My advice would be the same as everyone elses...except ALL of you (baby, you...your SO, etc) need to agree to give it like 2 weeks with support + assistance! You both need time to figure it out - plus some babies really have to build those jaw muscles up to nurse well - my girls would get tired and they don't have to 'work' for bottle milk.

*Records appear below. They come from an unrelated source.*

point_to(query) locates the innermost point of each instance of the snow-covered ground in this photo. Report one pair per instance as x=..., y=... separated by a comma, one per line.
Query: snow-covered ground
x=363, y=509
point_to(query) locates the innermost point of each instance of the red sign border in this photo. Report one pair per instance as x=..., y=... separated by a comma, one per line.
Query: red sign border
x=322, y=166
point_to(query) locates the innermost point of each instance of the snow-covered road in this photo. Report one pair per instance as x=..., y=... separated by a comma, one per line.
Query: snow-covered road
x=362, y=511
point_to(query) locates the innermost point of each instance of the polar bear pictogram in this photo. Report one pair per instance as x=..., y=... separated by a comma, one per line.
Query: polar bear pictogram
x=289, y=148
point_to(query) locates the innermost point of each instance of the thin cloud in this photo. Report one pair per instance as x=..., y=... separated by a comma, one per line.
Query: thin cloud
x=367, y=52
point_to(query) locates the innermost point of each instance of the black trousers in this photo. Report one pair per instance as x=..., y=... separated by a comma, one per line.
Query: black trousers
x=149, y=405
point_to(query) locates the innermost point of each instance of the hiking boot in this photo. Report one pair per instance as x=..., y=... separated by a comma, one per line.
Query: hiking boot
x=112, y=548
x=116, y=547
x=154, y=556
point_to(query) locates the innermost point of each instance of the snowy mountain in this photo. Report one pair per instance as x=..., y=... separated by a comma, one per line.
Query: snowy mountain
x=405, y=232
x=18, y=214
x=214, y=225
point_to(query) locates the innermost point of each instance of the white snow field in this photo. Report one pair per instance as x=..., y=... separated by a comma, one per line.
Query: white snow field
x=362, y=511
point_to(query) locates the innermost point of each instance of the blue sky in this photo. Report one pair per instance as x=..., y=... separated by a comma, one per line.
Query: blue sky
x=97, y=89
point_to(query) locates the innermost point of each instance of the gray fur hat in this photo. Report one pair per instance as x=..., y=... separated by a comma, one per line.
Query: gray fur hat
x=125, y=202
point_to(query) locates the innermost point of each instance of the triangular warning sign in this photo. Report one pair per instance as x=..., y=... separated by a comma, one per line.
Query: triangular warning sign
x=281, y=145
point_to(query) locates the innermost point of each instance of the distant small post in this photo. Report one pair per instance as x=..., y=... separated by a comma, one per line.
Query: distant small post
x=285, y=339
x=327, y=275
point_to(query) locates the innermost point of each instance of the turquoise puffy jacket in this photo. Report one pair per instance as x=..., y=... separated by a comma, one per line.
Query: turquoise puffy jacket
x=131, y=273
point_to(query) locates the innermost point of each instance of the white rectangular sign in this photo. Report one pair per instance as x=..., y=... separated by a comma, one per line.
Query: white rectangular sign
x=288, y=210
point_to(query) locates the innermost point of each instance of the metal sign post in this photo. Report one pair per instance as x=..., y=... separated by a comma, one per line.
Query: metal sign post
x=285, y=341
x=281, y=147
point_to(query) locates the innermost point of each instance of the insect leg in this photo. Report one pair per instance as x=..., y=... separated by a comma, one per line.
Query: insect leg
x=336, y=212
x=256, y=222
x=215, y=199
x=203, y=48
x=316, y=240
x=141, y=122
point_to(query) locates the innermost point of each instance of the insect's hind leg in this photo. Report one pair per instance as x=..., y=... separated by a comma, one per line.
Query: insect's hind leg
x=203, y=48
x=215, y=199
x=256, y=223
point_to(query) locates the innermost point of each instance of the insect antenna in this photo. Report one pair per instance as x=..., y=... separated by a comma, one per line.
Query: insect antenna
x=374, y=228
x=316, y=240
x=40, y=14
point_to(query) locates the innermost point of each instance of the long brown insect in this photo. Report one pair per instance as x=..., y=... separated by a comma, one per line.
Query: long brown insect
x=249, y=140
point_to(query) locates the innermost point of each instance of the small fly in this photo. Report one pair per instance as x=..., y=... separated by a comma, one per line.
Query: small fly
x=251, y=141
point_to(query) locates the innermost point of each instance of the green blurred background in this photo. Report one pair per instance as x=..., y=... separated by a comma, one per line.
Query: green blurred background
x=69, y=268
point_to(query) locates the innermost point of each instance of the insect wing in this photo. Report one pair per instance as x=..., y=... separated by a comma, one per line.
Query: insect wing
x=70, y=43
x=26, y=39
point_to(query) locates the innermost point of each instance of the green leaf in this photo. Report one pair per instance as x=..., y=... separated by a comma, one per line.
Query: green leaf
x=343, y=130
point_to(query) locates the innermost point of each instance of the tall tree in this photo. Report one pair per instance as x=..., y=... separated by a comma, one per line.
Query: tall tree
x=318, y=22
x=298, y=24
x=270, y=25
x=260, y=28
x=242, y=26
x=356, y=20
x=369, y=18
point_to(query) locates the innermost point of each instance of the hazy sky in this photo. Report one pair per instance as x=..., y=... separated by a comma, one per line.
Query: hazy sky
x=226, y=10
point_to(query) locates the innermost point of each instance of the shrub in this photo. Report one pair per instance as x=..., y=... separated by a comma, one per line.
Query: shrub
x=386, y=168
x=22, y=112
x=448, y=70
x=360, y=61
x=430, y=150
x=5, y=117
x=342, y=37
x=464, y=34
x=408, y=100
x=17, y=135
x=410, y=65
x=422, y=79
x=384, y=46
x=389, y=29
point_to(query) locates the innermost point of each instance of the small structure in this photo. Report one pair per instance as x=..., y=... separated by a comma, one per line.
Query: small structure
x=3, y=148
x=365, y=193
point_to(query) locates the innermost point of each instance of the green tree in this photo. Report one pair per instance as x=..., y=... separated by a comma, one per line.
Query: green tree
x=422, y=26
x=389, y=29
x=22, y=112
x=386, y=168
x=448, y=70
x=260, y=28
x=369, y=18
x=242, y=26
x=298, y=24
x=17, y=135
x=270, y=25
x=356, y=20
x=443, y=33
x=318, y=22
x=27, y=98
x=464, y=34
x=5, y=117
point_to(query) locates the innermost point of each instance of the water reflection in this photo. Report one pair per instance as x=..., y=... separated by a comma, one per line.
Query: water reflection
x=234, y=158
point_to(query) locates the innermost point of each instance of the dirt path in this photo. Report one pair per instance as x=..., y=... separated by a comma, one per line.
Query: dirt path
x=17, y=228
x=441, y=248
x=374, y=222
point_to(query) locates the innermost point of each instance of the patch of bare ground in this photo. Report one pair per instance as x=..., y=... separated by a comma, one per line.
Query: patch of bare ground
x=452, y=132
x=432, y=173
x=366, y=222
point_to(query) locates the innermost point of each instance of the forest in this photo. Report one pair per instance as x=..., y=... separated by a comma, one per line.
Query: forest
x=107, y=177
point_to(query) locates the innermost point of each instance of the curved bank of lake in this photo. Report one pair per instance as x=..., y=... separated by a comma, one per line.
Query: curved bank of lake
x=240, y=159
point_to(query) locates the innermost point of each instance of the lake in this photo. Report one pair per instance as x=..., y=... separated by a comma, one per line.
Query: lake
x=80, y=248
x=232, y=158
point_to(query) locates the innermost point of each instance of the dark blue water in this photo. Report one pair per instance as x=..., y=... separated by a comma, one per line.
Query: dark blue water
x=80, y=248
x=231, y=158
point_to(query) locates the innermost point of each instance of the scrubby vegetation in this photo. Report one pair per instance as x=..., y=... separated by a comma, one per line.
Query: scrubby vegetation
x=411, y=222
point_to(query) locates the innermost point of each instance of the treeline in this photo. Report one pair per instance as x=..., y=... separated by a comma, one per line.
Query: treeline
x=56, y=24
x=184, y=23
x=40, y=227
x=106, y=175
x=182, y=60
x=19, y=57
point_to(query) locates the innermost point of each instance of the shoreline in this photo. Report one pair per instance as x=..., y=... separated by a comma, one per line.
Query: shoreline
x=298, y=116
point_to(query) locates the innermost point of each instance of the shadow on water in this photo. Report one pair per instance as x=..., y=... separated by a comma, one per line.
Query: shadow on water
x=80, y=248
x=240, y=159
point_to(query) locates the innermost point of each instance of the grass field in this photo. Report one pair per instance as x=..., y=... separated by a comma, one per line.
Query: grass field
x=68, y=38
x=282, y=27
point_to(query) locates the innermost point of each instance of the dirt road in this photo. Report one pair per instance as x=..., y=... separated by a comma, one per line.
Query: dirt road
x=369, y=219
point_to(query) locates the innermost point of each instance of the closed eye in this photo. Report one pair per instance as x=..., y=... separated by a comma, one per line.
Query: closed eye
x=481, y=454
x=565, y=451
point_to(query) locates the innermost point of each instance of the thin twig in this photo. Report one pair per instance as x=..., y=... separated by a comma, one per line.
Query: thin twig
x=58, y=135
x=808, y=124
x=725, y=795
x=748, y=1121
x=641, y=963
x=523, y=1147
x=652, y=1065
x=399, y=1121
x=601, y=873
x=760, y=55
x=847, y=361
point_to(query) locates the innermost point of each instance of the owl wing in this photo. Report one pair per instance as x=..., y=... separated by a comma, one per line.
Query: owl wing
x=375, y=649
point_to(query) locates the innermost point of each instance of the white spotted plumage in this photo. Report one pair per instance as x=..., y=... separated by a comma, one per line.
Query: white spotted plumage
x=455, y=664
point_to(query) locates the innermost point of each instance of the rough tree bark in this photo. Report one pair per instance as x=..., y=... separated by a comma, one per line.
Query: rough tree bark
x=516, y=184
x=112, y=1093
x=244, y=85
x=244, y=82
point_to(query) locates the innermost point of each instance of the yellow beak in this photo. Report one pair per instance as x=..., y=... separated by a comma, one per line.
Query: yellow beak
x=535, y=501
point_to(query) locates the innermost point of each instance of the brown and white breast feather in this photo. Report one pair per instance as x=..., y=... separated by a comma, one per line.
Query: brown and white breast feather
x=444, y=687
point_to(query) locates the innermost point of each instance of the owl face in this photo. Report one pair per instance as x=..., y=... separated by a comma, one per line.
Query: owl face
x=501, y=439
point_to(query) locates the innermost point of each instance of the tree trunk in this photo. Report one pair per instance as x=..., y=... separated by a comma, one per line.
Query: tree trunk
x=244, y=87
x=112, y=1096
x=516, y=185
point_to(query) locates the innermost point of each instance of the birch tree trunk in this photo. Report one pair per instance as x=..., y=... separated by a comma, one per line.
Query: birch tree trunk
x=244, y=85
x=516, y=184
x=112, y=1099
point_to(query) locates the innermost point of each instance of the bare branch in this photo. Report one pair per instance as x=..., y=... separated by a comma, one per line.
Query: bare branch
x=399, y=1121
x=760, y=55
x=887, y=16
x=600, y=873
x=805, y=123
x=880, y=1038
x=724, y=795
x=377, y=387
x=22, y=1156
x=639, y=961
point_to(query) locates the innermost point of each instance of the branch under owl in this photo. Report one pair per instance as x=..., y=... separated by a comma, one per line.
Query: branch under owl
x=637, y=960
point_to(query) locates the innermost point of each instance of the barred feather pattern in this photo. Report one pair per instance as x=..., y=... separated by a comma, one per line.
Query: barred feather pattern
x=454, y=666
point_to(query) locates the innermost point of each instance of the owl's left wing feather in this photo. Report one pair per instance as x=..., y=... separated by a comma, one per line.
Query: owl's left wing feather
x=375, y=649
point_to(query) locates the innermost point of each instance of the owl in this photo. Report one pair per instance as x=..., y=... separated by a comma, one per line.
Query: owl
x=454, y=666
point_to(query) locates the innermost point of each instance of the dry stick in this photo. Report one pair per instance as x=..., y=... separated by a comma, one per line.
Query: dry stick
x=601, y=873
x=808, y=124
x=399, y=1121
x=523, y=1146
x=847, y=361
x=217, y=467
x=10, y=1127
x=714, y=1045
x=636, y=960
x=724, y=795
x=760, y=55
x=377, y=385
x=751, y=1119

DD#1 was EBF for 2 years. It was wonderful and she even weaned beautifully. But the first 2 weeks were HORRID! Engorgement, pain (as in bleeding, skin cracking, blisters), both of us crying at night in the living room so Daddy could sleep. We didn't know how to latch properly. It took 2 weeks for me to teach myself enough online + nipples getting used to it + Lanolin (Godsend!) to figure it all out. By the 3rd week, we had it down! No midnight bottles, no getting out of bed, no expensive formula - it was lovely! I learned to nurse in our ring sling so well, no one knew she was nursing!

My DD#2 is nearing 4 wks old. I did EXACTLY the same 2-wk nonsense! It was made worse this time due to c-section pain, letting the hospital ped. scaring us because DD lost 10% of her birth weight, giving her bottled formula because they had to give me a strong diuretic and that was all on TOP of the same stuff I went through with DD#1!!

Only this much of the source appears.